Since 2011, the year Martinez became governor, his law firm has contracted with the state General Services Department for more than $1.3 million, mostly in the department’s Risk Management Division, according to the state’s Sunshine Portal.

The current contract calls for the law firm to do work on provisions of the New Mexico Tort Claims Act, the Civil Rights Act and the New Mexico Human Rights Act. The contract also calls for up to $300,000 in work for the state each year from Fiscal Year 2015 to Fiscal Year 2018, subject to appropriations from the state Legislature. Doughty’s signature is the only one from his law firm on the contract.

Apart from this, his personal role in the contracts is unclear.

Neither Doughty or a spokesman for General Services Department returned inquiries from NM Political Report before press time.

Doughty also donated $1,500 to Martinez’s 2012 reelection campaign.

Before voting for Doughty’s confirmation to the UNM Board of Regents, Sanchez spoke with him individually. Sanchez said he asked Doughty whether he would act independently and not take orders from the governor’s office or anyone associated with it on how the university should be run.

“He looked me right in the eye and said, ‘Yes,’” Sanchez said. “From what I’ve seen, I don’t think he was very truthful with me.”

Critics like Mel Eaves, whose position as a community member of the HSC board of directors was eliminated as a result of Doughty’s proposal, have blamed the governor’s office for the changes. After the vote by the Board of Regents, Doughty denied that the governor’s office influenced the changes.

NM Political Report first reported last week that the state Human Services Department, which operates under the Martinez administration, asked HSC for $50 million to cover the state’s Medicaid shortfall in February. HSC leadership told state officials that several governing bodies, including the HSC board of directors, had to approve the money transfer before it could happen.

The state dropped the request, but Doughty and Regent Marron Lee quickly began preparing the controversial HSC governance changes shortly thereafter.

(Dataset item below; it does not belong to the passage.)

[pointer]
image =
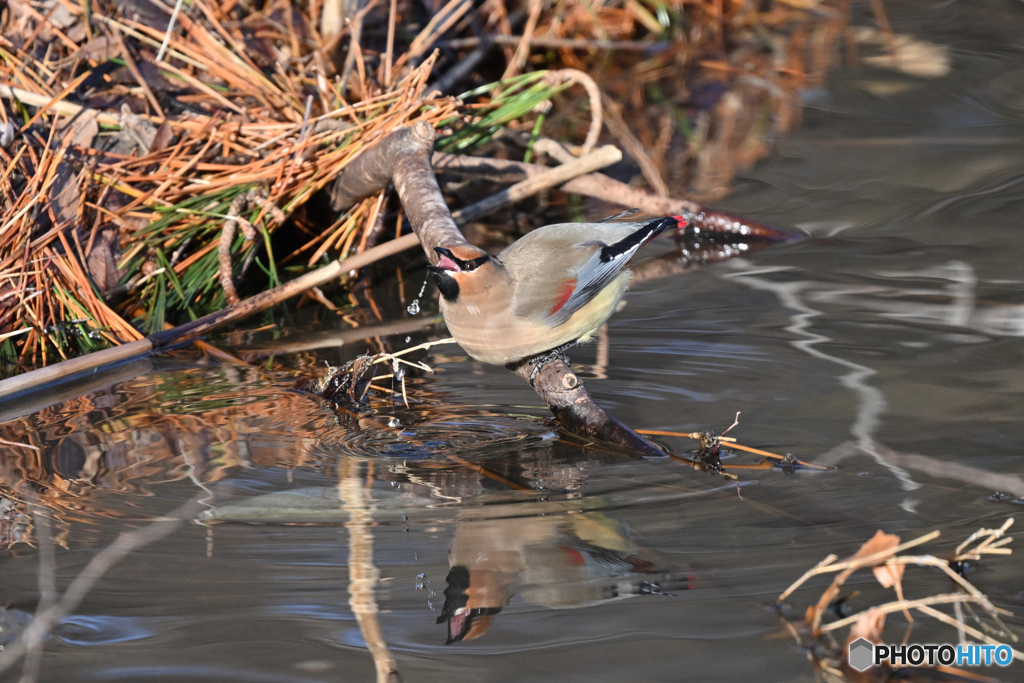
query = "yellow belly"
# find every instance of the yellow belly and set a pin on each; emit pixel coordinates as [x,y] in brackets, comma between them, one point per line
[491,333]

Lee’s husband is Michael Nelson, a deputy secretary at the state Human Services Department.

Sanchez, who voted against Lee’s confirmation earlier this year, said he will never vote to reconfirm Doughty to the Board of Regents if the opportunity arises in the future.

But such an opportunity, if it ever arises, won’t come until 2020, when Doughty’s current term as a regent expires.

And it would be under a different governor; New Mexico will go to the polls in 2018 and Gov. Susana Martinez is term-limited.

*ProgressNow New Mexico pushed for the non-binding question to appear on the ballots. ProgressNow New Mexico helps find funding for NM Political Report but has no editorial control over this or any other story.